Die Psychologie umfasst die Untersuchung von Menschen, die unter körperlichen Erkrankungen, bei denen psychische Faktoren eine Rolle spielen, oder unter psychischen Störungen leiden - sowie präventive Ansätze zur Förderung und Erhaltung der Gesundheit.

Psychologen beschäftigen sich mit dem Erleben und Verhalten des Menschen, seiner Entwicklung im Laufe des Lebens und allen dafür maßgeblichen inneren und äußeren Ursachen und Bedingungen. Sie sind beratend und therapeutisch tätig, oder arbeiten z.B. in der Forschung. Ihr Arbeitsfeld ist äußerst umfangreich, Psychologen arbeiten beispielsweise im Gesundheits- und Sozialbereich, im Bildungsbereich (Erwachsenenbildung, Schulen, Kindergärten), im Personalwesen (Unternehmensberatung), oder im Bereich der Markt- und Meinungsforschung.

Unter Psychotherapie versteht man eine Vielzahl psychologischer Methoden, die dazu verwendet werden, seelische und emotionale Störungen des Verhaltens zu behandeln. Im Rahmen eines Erstgesprächs erstellen Psychotherapeuten eine psychotherapeutische Diagnose. Sie setzen gemeinsam mit den Klienten Behandlungsziele, und erarbeiten damit einen Behandlungsplan.
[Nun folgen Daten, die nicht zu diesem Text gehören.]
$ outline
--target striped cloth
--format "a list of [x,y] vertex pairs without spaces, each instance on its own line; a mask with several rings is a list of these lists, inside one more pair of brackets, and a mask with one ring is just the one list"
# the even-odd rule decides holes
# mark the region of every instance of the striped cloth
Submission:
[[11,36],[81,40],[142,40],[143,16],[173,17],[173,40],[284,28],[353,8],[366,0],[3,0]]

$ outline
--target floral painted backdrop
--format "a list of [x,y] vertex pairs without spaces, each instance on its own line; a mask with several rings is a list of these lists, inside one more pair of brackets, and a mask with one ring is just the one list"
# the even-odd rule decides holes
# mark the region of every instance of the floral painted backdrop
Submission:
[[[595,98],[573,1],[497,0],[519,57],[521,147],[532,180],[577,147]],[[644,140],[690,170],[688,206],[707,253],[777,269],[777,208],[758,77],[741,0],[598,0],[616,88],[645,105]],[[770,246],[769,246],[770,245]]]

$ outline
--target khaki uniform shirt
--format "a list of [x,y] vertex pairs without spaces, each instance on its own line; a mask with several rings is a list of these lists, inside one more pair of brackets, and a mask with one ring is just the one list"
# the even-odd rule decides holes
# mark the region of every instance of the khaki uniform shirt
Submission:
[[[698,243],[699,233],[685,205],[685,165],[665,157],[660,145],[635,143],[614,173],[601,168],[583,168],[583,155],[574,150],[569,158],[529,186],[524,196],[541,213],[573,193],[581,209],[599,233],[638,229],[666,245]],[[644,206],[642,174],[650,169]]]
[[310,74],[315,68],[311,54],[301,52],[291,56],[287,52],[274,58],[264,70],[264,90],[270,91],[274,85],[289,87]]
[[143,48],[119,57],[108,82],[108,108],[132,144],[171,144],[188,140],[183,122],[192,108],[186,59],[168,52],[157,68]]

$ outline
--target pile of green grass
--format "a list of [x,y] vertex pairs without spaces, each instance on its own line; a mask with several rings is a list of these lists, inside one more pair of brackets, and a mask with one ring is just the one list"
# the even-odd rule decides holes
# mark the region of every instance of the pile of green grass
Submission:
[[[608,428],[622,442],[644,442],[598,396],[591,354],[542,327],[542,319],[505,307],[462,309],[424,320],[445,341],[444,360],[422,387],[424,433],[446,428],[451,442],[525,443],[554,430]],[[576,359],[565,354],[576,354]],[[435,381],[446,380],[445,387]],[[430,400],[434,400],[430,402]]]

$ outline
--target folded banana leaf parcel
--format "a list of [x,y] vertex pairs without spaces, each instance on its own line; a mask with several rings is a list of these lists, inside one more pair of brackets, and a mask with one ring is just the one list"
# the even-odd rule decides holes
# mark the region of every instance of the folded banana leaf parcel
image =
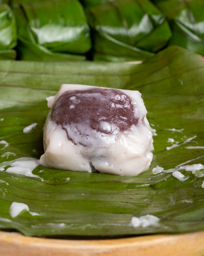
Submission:
[[[0,228],[87,238],[204,230],[204,71],[201,56],[176,47],[137,65],[0,61]],[[31,176],[7,172],[17,159],[43,154],[45,98],[65,82],[141,92],[154,134],[148,170],[136,176],[43,166]],[[181,166],[180,180],[172,172]],[[16,215],[14,203],[25,207]],[[156,223],[131,224],[150,215]]]
[[14,59],[17,44],[15,17],[6,4],[0,4],[0,59]]
[[171,36],[164,15],[148,0],[109,1],[85,9],[94,30],[94,61],[143,61]]
[[176,45],[204,55],[204,3],[202,0],[155,0],[169,21]]
[[18,6],[14,12],[20,59],[85,59],[90,29],[77,0],[18,1]]

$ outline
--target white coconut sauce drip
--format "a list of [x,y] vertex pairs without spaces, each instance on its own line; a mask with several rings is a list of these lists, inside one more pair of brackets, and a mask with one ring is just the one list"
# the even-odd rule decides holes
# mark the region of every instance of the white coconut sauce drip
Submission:
[[1,155],[1,157],[3,158],[6,157],[6,159],[8,159],[8,157],[10,155],[14,156],[14,157],[16,156],[16,154],[14,153],[13,153],[12,152],[5,152],[3,154]]
[[9,207],[9,214],[12,218],[17,217],[19,213],[21,212],[23,210],[26,210],[29,212],[32,216],[40,216],[40,214],[37,212],[31,212],[29,210],[29,207],[26,204],[23,203],[17,203],[17,202],[13,202]]
[[150,214],[141,216],[139,218],[136,217],[133,217],[129,226],[131,226],[134,227],[146,227],[149,226],[158,226],[159,222],[160,219]]
[[187,143],[191,142],[192,140],[193,140],[193,139],[195,139],[197,135],[195,135],[195,136],[193,136],[191,138],[189,138],[189,139],[187,139],[187,140],[185,140],[182,143],[180,143],[180,144],[178,144],[178,142],[176,142],[176,144],[173,144],[170,147],[167,147],[166,148],[166,149],[167,150],[170,150],[170,149],[172,149],[172,148],[178,148],[178,147],[180,147],[180,146],[186,144]]
[[8,173],[15,173],[38,178],[43,181],[42,178],[32,173],[32,171],[38,165],[38,161],[35,158],[21,157],[12,161],[3,162],[0,164],[0,171],[4,171],[5,167],[10,166],[11,167],[6,170]]
[[180,172],[178,172],[178,171],[176,171],[175,172],[173,172],[172,173],[172,176],[175,178],[176,178],[179,180],[181,180],[181,181],[185,181],[189,178],[189,176],[186,177]]
[[8,145],[9,145],[9,144],[8,143],[8,142],[7,142],[6,141],[6,140],[1,140],[1,141],[0,141],[0,144],[4,144],[5,145],[3,148],[1,148],[0,150],[3,150],[3,149],[4,149],[5,148],[8,147]]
In Einzel- oder Gruppensitzungen und unter Anwendung verschiedener therapeutischer Methoden versuchen sie gemeinsam mit ihren Klienten, die Ursachen für bestimmte Probleme und Krisen zu erkennen und aufzulösen, oder Lösungswege für Entscheidungssituationen zu erarbeiten.
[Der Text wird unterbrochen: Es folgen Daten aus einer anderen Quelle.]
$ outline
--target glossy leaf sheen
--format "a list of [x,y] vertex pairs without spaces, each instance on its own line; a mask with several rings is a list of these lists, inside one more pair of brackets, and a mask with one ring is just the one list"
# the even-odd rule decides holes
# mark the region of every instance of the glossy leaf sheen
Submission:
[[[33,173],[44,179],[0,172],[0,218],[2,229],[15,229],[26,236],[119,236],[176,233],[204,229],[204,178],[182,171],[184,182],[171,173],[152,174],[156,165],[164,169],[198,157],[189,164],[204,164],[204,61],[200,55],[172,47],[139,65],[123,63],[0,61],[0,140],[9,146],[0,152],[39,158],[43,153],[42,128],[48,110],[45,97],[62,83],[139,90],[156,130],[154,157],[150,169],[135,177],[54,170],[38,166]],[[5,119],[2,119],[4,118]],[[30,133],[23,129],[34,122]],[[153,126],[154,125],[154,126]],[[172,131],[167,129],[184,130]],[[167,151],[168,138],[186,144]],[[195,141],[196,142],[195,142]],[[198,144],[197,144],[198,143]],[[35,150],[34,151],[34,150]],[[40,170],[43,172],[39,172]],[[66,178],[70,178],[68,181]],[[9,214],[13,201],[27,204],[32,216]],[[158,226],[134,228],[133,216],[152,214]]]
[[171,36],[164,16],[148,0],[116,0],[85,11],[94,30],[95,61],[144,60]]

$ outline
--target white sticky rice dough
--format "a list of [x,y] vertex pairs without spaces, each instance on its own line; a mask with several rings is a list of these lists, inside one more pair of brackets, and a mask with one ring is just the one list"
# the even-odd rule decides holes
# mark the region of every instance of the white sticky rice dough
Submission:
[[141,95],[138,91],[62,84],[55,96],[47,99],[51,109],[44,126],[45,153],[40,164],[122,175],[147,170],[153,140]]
Supervision ist die professionelle Beratungsmethode für alle beruflichen Herausforderungen von Einzelpersonen, Teams bzw. Gruppen und Organisationen. Der Supervisor unterstützt dabei, berufliche Handlungen zielgerichtet, effizient und erfolgreich zu gestalten. Supervisoren und Supervisorinnen analysieren und klären komplexe, oft auch emotional belastende Arbeitssituationen. Dabei unterstützen sie ihre Klienten sowohl bei der Selbstreflexion als auch bei der Bewältigung der Probleme und Konflikte. Die Gestaltung befriedigender und produktiver Arbeitsbeziehungen sowohl innerhalb von Organisationen als auch mit deren Kunden ist dabei vordringlichstes Ziel.